Звук открывающейся входной двери. Ласковин насторожился… и расслабился. Это Наташа. Значит, ее не было на кухне…
«Блестящее умозаключение»,– подумал Андрей и иронически улыбнулся той, на портрете. Все, подъем.
Замок он действительно купил и поставил в тот же день.
Хороший, германский, с отметкой «не дублировать» на каждом ключе, с цепочкой из специальной стали, какую и автогеном не вдруг разрежешь. Наружную дверь укреплять не пришлось. Сработанная в прежние, добротные времена, она не уступала железной: прочная, тяжелая, идеально пригнанная к коробке.
Закончив с дверью, Ласковин проверил и решетки на окнах. Удовлетворительно.

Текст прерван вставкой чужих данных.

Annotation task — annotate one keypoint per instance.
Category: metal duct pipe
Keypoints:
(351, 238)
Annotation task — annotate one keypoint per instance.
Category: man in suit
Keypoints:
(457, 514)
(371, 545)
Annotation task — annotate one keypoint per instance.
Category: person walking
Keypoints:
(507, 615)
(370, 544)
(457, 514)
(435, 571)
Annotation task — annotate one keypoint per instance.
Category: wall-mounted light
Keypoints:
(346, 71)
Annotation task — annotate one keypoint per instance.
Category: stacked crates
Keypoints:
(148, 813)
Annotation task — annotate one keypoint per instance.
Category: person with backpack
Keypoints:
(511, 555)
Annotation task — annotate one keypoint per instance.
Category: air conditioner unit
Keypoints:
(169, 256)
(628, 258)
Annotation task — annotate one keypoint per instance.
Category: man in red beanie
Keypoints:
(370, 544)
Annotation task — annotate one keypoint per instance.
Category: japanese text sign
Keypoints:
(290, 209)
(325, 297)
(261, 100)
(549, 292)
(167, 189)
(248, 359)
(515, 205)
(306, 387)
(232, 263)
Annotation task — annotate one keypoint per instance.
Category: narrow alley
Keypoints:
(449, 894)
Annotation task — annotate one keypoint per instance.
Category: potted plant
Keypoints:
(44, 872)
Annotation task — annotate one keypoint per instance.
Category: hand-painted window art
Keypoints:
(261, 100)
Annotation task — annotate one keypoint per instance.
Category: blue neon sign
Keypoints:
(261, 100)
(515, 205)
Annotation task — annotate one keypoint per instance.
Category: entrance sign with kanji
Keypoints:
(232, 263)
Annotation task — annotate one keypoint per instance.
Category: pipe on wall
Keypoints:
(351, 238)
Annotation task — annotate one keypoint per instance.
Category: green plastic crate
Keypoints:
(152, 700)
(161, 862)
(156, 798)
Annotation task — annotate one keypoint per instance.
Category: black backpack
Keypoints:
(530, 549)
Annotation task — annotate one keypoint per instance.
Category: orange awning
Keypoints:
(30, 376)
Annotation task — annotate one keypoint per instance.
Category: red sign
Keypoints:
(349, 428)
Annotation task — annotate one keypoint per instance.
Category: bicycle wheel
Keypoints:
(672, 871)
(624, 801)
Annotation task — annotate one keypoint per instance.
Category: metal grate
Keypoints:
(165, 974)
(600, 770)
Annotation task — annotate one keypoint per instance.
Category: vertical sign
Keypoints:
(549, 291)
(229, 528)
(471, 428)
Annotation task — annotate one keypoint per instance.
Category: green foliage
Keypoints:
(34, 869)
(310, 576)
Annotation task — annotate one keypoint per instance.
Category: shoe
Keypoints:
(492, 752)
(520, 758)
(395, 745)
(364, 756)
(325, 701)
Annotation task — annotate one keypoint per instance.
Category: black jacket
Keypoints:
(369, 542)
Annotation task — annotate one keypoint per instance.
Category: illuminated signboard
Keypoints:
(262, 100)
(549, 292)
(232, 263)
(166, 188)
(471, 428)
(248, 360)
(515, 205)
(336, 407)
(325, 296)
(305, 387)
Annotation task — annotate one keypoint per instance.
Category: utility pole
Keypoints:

Наташа против его деятельности не возражала. Хочется – пусть делает. Ее куда больше беспокоил отец Егорий. Разве можно, чтобы человек вот так просидел сутки, словно неживой.

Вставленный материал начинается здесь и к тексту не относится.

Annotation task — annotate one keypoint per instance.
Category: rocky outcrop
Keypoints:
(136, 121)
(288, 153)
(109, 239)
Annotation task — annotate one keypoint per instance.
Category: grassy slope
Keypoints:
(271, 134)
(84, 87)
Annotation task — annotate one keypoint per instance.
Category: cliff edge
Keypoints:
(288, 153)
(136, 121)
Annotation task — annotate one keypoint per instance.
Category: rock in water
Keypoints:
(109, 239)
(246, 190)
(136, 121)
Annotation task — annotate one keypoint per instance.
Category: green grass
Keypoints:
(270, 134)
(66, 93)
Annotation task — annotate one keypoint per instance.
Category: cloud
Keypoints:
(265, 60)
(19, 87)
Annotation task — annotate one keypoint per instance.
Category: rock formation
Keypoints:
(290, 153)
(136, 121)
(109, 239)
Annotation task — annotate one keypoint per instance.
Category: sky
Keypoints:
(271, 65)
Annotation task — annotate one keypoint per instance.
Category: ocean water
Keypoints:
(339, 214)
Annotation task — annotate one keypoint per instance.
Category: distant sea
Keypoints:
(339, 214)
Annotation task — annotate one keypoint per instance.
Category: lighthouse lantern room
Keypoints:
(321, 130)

– Я его домой отвезу,– сказал Ласковин.
Вчера Андрей разговаривал с Григорием Степановичем. Смушко, как всегда, показал себя человеком разумным и осторожным. С предложением до времени держать в тайне их «воскрешение» староста спорить не стал. Тоже полагал, что надобно молчать хотя бы до того, как завершится пляска вокруг убийства. Милиция навестила его разок, но и только. Закончится кампания в прессе, расследование теракта перейдет в вялотекущую стадию. А то и вообще угаснет, если не будут трясти сверху. Глядишь, и убийца подвернется.
По закону и Ласковин, и Потмаков обязаны явиться и дать показания. Вот тут Смушко по собственной инициативе подстраховался. В рабочем столе уже лежали заверенные справки о том, что оба пропавших без вести тяжело больны, а следовательно, никуда явиться не могут.
– Я привезу его сегодня,– сказал Ласковин.– Хорошо бы вы нас встретили, Григорий Степанович.
– Встречу,– ответил Смушко.– Как батюшка?
– Неважно, поэтому и привезти хочу. Может, дома отогреется. Да и надежней у вас, охрана и прочее.
– А ты? – спросил Смушко.– Может, тоже переберешься с девушкой своей? Места хватит.
– Нельзя,– отказался Андрей.– Мне свободные руки нужны, а дом ваш – как на ладони. Я же не прятаться собираюсь, а действовать. Так что спасибо, нет.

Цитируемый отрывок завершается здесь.